Carmen and I dated for about 6 years and married for 12 ½ years. As with any couple, we had a few rough patches in the beginning. In my immaturity I thought myself blameless in our struggles, but looking back now, we were both so young and naïve about how things worked in life. I just didn’t understand her enough in the beginning to help myself from fighting with her. However, I can say that each year was better than the prior as we really got to know each other. I don’t feel we really had to “work” on our marriage. It just came naturally for both of us because we enjoyed each other’s company so much. The arrival of our girls just made things that much more special for us. I loved the fact that she wanted to quit her job and stay home with our girls. Nothing gave her more joy than raising them, and nothing gave me more joy than watching her with our girls.

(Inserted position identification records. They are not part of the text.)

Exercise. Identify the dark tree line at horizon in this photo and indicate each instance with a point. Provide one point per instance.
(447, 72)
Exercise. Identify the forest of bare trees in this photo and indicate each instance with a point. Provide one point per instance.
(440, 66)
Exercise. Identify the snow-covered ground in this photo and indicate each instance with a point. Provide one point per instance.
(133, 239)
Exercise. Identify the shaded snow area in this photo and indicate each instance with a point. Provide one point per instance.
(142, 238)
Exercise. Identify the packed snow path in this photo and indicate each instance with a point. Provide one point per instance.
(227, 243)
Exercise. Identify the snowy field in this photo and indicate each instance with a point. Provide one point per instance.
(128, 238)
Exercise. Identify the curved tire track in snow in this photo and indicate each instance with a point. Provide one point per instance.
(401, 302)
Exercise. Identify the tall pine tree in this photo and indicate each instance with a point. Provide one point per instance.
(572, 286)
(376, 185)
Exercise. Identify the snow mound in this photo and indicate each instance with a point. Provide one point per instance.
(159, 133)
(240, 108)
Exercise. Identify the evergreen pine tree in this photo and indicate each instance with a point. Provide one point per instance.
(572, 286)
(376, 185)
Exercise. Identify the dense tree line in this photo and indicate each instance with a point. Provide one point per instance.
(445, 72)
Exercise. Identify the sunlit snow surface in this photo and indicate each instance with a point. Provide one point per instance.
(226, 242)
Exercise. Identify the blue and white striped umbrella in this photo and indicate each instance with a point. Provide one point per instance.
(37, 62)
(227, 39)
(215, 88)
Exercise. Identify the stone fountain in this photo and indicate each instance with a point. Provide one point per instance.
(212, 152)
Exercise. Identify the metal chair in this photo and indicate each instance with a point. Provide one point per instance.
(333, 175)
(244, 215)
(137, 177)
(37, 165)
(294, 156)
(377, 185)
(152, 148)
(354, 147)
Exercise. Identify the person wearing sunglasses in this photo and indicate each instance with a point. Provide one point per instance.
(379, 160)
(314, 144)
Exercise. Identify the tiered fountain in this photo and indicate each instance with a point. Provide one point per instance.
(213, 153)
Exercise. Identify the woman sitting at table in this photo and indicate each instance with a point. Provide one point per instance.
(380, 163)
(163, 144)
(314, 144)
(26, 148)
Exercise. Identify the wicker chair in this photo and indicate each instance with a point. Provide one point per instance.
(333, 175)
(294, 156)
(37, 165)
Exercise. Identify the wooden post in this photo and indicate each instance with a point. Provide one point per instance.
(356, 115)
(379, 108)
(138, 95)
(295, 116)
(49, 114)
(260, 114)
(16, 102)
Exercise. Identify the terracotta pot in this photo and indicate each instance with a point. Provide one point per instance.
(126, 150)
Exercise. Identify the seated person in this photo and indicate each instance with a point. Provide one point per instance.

If the feeling of the word perfection can be defined, it was what I felt every night when the girls were in bed and our house was at peace.
As with everything else, all good things must come to an end. Her stint with cancer ended on December 18, 2013. The second her pain ended as she breathed her last, mine began. People say words cannot describe the pain and they’re right. Words cannot describe it fully. However, as I thought about how I’m going to write this post to honor her and plainly because she wanted me to, I realized there is one word that comes close. That word is “half”. Everything feels like half now. Jokes are half as fun, sports are half as interesting, and the house feels half empty even though she was 1 of 5. The person that coined the term “better half” to describe their spouse probably lost theirs. Carmen was my (much) better half. I just hope time will be kind to me and my girls and accelerate the healing process.
Carmen and I were so appreciative of all those people that invested so much of their time, emotion, effort, and prayers especially in the final few weeks. She was so amazingly strong and fought ‘til the very end for me and the girls. I truly admired her strength, courage, and determination. She will be missed more than she will ever know.